Novak, a Great Grandmaster and last surviving 10th degree black belt in the kajukenbo self-defence style, was in his late 80s. The Fremont resident broke down racial barriers once inherent in the sport, growing up training in San Francisco’s Chinatown, unheard of for a Caucasian in the 1920s and ’30s.

“He was beloved by everybody,” said Greg Lee, whose father, James Lee, was a business partner of Novak’s and Bruce Lee, Hollywood’s first martial arts star who died tragically in 1973. “When you’re a grandmaster, it means you’ve incorporated your own manoeuvres and changed other things around and developed an art, and that’s what Al did.”

Novak’s martial arts career spanned more than 50 years, according to a profile on usadojo.com.

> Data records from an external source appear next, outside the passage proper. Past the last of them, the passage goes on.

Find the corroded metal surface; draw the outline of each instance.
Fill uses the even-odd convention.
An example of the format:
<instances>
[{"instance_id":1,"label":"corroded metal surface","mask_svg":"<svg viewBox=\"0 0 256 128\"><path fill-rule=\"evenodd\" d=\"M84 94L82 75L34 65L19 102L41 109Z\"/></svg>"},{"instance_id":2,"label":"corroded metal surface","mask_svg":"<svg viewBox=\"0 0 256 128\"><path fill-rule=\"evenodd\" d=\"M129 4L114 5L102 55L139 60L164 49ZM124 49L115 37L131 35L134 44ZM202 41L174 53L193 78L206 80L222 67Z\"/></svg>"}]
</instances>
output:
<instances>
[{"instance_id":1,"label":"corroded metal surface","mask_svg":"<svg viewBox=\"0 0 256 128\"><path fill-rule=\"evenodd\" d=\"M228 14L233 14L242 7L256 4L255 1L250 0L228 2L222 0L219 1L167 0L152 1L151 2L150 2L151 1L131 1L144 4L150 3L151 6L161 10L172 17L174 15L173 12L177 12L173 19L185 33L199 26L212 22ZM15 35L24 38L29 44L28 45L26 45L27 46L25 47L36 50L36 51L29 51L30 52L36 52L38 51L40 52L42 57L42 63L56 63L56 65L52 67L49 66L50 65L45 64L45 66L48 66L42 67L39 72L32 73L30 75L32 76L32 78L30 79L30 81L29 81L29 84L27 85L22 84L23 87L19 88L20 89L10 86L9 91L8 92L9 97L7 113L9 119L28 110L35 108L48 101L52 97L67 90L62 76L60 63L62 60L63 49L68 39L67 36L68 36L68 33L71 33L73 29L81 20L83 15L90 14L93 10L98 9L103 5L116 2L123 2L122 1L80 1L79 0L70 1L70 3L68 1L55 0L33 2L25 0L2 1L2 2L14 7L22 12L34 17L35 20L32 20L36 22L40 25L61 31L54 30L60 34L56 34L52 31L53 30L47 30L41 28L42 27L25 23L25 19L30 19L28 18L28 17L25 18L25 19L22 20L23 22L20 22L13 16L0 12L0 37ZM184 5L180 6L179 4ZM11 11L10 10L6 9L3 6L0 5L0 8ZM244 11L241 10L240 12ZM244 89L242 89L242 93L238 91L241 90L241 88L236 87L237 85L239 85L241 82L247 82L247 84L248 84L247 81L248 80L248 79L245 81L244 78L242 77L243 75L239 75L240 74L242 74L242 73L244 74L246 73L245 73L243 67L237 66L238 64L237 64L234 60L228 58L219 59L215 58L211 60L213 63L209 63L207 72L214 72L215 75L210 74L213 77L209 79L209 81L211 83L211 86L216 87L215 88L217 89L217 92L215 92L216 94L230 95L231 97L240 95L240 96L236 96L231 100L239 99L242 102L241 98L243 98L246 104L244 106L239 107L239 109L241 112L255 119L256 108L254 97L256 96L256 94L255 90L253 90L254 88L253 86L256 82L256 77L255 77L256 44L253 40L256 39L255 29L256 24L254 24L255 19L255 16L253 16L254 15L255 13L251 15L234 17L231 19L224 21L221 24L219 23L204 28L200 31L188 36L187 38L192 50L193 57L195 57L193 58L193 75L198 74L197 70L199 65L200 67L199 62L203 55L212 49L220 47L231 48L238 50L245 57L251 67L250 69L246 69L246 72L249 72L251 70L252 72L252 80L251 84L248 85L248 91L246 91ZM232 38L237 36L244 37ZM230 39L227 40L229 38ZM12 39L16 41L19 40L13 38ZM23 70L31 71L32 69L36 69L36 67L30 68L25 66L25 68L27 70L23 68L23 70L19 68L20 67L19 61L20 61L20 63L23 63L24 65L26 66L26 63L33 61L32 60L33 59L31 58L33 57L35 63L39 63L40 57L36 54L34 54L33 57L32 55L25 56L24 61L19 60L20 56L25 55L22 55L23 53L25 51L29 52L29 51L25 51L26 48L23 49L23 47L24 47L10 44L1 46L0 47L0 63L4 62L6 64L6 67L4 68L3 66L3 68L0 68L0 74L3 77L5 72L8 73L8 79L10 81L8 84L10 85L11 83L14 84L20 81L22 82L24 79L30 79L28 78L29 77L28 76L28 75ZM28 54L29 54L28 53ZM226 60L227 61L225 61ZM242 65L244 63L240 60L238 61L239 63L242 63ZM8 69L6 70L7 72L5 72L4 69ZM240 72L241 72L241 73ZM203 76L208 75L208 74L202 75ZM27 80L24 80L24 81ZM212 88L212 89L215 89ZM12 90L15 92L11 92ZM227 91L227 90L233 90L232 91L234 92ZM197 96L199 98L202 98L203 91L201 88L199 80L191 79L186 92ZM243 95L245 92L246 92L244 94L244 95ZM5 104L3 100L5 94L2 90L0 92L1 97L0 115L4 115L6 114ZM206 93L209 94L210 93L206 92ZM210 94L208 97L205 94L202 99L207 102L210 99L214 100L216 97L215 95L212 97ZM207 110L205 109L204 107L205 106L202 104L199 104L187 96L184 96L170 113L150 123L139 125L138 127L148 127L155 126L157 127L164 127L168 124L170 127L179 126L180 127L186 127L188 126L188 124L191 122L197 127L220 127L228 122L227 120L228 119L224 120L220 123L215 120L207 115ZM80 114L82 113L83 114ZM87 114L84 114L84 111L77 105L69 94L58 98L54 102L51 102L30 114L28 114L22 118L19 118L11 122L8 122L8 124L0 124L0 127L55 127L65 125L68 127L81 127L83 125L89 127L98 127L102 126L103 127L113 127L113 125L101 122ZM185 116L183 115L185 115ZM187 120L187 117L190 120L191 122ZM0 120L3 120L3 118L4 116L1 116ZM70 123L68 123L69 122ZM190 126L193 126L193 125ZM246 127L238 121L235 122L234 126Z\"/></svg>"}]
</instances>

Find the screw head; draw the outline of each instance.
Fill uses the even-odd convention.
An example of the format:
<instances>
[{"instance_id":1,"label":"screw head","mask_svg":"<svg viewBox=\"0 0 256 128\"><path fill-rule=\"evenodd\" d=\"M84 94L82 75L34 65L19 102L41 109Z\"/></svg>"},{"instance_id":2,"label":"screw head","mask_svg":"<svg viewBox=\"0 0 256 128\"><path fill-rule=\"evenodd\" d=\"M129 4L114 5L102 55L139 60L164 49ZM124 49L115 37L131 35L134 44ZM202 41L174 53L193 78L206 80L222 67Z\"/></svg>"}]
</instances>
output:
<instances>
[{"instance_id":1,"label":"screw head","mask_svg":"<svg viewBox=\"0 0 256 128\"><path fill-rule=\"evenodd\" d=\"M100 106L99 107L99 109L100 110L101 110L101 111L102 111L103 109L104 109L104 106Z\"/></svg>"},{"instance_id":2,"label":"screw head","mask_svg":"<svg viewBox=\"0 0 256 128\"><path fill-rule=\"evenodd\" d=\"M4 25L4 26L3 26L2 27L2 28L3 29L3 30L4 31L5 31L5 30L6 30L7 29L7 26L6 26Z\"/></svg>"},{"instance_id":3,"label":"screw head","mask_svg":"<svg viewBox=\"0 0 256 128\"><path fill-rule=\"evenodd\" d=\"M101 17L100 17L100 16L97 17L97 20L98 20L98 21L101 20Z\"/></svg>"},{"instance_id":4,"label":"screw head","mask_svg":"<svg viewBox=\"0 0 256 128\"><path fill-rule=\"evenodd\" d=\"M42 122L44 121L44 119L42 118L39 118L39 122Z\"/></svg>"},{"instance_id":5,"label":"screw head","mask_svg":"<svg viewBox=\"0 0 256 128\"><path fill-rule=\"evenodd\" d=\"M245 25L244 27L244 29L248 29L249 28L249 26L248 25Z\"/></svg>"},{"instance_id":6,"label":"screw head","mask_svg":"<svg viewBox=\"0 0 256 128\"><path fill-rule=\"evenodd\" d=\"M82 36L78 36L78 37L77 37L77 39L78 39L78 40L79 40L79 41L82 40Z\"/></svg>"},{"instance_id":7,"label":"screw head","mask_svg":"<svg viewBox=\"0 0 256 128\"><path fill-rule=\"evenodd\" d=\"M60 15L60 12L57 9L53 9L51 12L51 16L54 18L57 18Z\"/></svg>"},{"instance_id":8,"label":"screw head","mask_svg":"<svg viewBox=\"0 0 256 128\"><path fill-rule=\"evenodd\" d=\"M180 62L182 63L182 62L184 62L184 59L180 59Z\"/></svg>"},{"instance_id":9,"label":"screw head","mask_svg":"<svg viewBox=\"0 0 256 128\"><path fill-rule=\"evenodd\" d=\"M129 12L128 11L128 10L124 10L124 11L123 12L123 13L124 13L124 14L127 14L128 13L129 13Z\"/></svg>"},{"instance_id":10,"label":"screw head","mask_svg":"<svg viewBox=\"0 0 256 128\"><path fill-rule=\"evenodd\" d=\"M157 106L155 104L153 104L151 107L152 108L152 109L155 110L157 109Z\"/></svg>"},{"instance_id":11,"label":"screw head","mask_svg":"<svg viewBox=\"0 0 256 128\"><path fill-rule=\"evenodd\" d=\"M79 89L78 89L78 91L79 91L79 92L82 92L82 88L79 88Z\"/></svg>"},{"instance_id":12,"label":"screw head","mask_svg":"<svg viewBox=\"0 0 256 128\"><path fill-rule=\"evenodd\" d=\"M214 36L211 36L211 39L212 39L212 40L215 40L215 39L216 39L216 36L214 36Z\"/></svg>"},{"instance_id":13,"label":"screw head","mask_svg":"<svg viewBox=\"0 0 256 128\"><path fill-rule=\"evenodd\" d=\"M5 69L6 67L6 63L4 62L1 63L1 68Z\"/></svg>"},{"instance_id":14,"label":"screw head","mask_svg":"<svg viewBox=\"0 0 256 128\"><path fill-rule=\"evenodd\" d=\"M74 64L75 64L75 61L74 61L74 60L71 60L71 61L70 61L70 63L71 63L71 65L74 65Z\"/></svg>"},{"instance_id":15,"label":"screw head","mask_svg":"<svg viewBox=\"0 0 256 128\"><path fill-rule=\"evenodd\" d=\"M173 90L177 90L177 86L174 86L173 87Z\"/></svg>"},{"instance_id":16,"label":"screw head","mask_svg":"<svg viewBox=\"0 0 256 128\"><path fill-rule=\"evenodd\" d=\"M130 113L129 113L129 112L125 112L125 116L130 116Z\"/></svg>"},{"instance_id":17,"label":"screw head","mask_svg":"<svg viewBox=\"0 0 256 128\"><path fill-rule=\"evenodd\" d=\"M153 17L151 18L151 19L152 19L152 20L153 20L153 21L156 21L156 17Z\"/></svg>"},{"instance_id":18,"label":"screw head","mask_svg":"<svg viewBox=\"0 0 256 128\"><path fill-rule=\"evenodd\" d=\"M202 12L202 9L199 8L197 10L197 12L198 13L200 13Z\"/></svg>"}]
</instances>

He became so accomplished that Bruce Lee would not spar with him publicly, according to the website.

Novak was confined to a wheelchair in 2005 after the van in which he was riding in as a passenger crashed. Both his femurs were crushed.

Even though he could not walk, he still split blocks of wood at the martial arts school he ran in Fremont and commanded enough respect that black belt recipients in their respective arts often wanted Novak to sign their certificates, said friend Jeff Finder.

Novak served on a PT boat during the Second World War, training alongside future U.S. president John F. Kennedy.